Robert Croes presented a poster at ASMS 1999 in which he measured the content of various amino acids in individual corn and soybean seeds. He ground each seed in 10-15 mm ammonium formate, pH ~ 3, containing 60% ACN. The supernatant was injected directly onto a PolyHYDROXYETHYL A column being eluted isocratically with the same solvent. This effected a separation in the HILIC mode. Most amino acids eluted in about 4-5 minutes and were analyzed via MS/MS. At ASMS 2000 he presented an improved version of this process. You could implement this by adding 3 vol. ACN to 1 vol. plasma, cooling, and centrifuging the mixture. The supernatant would contain only peptides smaller than about 5 KDa and other small molecules and could probably be injected directly for the same kind of analysis. There's no reason this wouldn't work for cystine. Contact me offlist (aalpert@polylc.com) and I'll send you the posters.
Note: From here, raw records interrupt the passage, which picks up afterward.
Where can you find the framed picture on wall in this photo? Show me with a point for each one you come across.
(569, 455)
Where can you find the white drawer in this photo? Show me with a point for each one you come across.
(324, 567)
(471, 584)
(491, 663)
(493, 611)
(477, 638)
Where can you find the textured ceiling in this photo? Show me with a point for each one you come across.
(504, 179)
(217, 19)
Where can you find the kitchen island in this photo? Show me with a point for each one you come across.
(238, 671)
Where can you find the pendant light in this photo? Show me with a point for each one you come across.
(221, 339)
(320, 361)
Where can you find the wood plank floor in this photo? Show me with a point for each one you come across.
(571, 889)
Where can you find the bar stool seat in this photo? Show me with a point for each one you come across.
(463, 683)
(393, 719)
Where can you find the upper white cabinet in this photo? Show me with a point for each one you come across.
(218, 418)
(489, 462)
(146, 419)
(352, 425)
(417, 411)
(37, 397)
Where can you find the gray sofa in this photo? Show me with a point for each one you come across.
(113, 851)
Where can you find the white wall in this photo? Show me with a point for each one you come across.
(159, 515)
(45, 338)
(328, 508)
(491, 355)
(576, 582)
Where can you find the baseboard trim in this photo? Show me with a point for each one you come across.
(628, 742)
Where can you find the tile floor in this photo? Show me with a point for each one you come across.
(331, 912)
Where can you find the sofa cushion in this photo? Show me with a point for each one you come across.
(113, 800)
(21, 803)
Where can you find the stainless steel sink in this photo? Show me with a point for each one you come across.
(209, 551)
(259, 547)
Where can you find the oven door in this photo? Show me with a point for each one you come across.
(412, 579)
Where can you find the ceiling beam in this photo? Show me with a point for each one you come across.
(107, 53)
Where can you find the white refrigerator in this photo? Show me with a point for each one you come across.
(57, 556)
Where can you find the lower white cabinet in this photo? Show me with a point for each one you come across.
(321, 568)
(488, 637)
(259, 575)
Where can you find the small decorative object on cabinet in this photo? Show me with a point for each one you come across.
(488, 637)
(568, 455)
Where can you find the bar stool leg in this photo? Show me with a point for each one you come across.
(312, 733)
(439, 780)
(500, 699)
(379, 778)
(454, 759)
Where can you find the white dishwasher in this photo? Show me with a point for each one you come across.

Incidentally, I believe that the most abundant sulfhydryl-containing small molecule in plasma is the tripeptide glutathione (GSH). That means that your cysteine is more likely to be circulating in plasma in the form of a GSH-Cys mixed disulfide than it is as cystine. Be prepared to analyze for both of those compounds.
PolyLC Inc.
(410) 992-5400
aalpert@polylc.com
Thanks Andy, we'll check it out.
Cysteine, cystine and arginine can all be analyzed using EZFaast with LC-MS.

https://phenomenex.blob.core.windows.ne ... c86cb0.pdf
A. Carl Sanchez
That's nice, but most of the cysteine in plasma is going to be in a mixed disulfide with glutathione, and I don't see glutathione listed in the literature for EZFaast.
PolyLC Inc.
(410) 992-5400
aalpert@polylc.com
The post states "free" cysteine, right? 8)

Besides, glutathione should be derivatized as well so it should be detectable.